I bought a old rod today at a yardsale and some of the wrapping is coming off I'm guessing because of the age. Ive heard that people can rewrap them because I don't have a wrapping machine. If you could do this , or know someone who can do this please let me know, thanks. 

Here are some pics.


----------



## BananaTom (Feb 16, 2008)

More handle pics please.

It might pay off.


----------



## Caleb 850 (Mar 23, 2016)

Here' a few more pics


----------



## Caleb 850 (Mar 23, 2016)

anyone?


----------



## MrFish (Aug 21, 2009)

What are you looking for? New guides? Rewrap the old ones?
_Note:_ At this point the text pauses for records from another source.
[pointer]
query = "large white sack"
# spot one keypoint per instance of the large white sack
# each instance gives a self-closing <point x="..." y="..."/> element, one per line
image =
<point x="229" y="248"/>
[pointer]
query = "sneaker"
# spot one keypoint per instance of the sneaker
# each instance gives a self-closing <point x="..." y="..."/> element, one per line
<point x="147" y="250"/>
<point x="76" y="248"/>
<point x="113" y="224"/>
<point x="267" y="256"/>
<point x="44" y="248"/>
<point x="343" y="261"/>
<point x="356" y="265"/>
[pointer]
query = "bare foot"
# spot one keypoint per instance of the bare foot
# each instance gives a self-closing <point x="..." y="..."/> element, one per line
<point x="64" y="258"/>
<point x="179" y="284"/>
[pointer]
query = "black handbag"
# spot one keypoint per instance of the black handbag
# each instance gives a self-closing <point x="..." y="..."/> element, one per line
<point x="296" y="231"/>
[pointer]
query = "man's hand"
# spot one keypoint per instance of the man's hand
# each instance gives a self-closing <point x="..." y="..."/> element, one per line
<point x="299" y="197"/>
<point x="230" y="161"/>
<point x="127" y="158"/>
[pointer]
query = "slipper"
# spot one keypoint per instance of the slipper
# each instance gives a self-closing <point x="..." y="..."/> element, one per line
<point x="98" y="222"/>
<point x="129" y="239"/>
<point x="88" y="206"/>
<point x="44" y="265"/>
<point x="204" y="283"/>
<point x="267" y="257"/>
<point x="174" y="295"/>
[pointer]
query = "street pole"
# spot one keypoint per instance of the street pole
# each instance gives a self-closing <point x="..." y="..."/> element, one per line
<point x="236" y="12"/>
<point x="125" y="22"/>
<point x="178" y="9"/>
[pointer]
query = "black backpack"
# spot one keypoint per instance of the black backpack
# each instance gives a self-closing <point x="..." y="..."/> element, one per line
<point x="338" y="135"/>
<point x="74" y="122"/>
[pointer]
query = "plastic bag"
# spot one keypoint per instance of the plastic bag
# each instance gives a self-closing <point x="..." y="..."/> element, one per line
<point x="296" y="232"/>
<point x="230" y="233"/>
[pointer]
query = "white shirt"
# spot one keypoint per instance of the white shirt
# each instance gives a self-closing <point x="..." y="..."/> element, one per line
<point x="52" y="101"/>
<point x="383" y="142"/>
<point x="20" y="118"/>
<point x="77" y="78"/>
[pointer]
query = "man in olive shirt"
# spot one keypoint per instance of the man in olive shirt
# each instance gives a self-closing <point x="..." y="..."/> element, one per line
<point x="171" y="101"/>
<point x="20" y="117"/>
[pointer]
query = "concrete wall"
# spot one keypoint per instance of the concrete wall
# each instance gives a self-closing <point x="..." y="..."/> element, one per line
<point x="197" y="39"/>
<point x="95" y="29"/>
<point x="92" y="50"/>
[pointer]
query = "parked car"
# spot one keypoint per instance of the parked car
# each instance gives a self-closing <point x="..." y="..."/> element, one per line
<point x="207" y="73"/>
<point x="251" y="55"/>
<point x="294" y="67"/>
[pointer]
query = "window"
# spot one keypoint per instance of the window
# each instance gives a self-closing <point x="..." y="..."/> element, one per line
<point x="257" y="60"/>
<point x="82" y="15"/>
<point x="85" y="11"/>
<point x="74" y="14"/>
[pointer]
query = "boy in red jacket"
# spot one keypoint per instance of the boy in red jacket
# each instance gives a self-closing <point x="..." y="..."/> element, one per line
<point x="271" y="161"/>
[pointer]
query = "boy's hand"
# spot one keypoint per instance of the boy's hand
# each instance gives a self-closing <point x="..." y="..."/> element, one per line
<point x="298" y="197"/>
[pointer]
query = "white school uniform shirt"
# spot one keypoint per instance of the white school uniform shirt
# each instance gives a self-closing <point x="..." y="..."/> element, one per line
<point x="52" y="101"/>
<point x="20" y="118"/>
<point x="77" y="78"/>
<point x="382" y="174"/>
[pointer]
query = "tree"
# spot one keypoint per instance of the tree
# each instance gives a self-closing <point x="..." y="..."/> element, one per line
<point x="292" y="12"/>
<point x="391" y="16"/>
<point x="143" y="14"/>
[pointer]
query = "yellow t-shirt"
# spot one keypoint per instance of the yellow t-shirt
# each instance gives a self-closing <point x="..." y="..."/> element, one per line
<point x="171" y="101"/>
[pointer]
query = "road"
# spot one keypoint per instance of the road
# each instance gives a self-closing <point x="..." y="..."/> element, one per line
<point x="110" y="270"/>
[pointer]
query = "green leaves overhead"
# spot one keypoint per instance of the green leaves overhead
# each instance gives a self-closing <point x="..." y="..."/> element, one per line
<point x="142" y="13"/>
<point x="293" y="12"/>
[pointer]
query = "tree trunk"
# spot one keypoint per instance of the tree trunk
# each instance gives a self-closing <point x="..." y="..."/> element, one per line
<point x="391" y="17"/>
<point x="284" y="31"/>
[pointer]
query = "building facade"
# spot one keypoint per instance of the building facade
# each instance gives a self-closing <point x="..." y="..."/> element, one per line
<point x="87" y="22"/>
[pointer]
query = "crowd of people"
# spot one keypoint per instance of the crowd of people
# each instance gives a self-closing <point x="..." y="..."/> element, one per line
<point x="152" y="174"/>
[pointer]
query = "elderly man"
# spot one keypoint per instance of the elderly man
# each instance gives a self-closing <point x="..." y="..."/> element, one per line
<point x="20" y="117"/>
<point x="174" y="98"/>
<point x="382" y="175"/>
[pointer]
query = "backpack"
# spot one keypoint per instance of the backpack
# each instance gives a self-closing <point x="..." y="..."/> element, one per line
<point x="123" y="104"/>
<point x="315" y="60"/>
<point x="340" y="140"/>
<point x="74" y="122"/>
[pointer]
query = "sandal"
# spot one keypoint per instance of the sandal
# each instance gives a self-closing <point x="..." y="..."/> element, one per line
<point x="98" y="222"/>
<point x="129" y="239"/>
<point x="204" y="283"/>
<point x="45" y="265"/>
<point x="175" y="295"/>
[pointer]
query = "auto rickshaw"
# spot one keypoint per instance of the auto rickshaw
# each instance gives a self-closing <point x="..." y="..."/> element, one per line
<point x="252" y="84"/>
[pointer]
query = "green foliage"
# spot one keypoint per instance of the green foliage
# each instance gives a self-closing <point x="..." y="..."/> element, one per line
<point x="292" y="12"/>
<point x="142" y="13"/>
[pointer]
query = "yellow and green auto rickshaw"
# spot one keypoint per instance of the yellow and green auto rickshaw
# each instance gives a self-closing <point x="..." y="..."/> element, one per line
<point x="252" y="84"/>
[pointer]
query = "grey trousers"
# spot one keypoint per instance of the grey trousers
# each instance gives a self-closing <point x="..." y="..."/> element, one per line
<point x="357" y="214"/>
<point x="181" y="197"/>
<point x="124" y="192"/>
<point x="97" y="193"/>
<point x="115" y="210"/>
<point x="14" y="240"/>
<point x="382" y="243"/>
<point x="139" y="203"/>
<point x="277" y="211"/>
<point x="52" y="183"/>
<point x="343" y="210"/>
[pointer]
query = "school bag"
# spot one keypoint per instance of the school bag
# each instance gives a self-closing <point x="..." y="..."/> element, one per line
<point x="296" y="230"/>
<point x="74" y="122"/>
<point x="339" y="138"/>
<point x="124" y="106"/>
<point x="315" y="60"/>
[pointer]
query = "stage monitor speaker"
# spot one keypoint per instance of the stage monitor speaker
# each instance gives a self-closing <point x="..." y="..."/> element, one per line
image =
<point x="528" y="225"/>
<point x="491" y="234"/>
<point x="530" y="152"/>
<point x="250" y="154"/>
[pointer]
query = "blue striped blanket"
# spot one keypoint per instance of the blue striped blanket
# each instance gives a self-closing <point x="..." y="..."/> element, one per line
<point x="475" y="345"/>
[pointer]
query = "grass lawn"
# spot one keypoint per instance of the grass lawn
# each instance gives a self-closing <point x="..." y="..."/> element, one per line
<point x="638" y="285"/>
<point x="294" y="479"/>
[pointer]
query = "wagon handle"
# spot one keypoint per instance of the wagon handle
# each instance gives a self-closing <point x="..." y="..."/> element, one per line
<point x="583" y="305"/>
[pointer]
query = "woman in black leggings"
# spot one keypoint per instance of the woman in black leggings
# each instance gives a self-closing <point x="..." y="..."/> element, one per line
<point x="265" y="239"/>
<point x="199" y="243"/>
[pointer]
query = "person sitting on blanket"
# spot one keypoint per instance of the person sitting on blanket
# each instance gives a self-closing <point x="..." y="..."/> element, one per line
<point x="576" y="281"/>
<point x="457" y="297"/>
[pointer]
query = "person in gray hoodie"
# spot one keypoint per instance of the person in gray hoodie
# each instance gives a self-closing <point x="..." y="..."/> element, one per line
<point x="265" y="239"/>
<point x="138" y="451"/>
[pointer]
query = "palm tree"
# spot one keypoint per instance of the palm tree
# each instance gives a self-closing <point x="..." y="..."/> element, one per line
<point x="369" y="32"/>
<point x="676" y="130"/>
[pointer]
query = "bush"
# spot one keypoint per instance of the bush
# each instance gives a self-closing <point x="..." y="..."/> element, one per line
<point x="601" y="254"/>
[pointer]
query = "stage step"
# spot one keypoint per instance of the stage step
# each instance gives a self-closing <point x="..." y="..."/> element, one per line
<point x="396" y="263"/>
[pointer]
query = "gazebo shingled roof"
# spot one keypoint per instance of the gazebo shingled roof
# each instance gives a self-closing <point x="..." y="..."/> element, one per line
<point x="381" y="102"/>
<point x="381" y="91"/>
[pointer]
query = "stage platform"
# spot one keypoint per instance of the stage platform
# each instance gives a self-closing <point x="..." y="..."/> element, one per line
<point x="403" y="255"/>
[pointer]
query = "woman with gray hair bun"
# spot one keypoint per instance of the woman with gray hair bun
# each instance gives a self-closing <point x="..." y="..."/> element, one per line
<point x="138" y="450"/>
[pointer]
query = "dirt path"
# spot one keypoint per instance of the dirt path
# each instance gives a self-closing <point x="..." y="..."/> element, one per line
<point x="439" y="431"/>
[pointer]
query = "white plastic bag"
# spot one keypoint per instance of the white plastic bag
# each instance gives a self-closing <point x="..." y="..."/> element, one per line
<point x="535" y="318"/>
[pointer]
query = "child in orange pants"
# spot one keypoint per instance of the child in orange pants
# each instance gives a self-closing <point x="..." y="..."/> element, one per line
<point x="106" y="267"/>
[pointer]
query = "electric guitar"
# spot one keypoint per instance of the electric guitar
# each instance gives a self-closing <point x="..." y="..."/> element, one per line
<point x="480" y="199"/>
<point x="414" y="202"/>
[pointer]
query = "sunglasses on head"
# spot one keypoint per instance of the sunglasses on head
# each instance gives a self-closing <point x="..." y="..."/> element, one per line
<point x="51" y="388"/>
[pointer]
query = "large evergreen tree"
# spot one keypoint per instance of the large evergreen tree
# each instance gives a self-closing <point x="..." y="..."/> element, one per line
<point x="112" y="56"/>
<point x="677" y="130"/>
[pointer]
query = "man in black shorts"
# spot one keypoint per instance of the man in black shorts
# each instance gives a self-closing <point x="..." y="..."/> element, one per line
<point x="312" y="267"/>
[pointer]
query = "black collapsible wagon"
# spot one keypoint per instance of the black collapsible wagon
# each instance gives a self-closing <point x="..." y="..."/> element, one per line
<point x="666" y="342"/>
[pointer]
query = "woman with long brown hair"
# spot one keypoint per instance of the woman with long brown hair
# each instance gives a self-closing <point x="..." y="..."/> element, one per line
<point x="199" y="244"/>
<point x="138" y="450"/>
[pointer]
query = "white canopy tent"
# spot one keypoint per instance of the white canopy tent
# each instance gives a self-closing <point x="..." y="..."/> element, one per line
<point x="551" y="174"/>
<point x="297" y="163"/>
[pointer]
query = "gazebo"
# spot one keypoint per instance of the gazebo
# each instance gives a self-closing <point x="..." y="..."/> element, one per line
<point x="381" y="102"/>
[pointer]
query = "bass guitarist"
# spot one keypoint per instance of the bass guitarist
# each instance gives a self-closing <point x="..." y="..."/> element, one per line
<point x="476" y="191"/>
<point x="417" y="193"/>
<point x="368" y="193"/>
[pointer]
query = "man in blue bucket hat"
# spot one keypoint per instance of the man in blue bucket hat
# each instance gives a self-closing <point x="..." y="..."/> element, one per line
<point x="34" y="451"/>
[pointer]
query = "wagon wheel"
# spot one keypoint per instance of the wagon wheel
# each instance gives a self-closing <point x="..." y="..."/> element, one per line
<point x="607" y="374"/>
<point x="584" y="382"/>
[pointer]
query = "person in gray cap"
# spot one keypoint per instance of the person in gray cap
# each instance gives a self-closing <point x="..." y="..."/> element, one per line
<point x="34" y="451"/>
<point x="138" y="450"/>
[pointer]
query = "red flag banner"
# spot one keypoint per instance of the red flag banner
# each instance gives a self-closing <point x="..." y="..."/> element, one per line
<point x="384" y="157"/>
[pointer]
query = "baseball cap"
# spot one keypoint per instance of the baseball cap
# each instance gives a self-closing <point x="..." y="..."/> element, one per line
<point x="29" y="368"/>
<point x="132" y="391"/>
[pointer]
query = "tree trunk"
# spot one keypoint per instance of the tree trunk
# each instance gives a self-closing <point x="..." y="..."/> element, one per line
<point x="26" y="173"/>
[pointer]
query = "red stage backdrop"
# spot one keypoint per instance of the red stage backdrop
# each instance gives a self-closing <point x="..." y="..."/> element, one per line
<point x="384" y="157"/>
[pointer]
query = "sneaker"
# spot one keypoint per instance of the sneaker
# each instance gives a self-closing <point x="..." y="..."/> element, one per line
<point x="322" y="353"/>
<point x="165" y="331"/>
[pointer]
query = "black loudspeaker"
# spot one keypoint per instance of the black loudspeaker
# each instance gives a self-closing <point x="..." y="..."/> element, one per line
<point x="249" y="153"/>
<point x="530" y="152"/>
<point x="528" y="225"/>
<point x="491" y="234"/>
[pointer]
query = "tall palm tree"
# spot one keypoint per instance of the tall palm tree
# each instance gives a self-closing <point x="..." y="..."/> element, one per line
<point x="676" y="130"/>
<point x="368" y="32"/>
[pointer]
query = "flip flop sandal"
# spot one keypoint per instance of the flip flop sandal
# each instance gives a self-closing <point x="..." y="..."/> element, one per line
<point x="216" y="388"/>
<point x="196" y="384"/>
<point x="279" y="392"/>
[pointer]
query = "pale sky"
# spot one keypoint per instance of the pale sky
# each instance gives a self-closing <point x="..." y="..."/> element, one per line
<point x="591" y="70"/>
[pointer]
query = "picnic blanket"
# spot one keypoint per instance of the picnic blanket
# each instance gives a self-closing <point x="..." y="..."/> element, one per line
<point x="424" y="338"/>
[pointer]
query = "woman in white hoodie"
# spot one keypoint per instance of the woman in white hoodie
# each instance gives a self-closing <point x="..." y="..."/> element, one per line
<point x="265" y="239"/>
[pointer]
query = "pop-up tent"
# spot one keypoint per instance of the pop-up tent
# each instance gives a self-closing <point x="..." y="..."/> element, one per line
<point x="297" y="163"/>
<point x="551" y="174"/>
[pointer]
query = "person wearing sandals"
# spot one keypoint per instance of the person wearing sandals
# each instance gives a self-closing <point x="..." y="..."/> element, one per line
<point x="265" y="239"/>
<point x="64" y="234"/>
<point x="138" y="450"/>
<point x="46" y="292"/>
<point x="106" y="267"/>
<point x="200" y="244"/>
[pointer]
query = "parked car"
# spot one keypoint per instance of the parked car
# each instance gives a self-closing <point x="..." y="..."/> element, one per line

Are you going to use it or just want it restored?


----------



## Caleb 850 (Mar 23, 2016)

i would like to rewrap the old ones


----------



## MrFish (Aug 21, 2009)

Basic wrap or decorative?


----------



## Caleb 850 (Mar 23, 2016)

doesn't matter to me


----------



## Caleb 850 (Mar 23, 2016)

it all really depends on the price point


----------



## aqua-holic (Jan 23, 2010)

Where are you located - travel could be a large part of the cost in getting it done.


----------



## Caleb 850 (Mar 23, 2016)

pcola


----------



## Mullet Killer (Dec 25, 2012)

I'm in pcola give me a pm and I can get it done for you at a reasonable price.


----------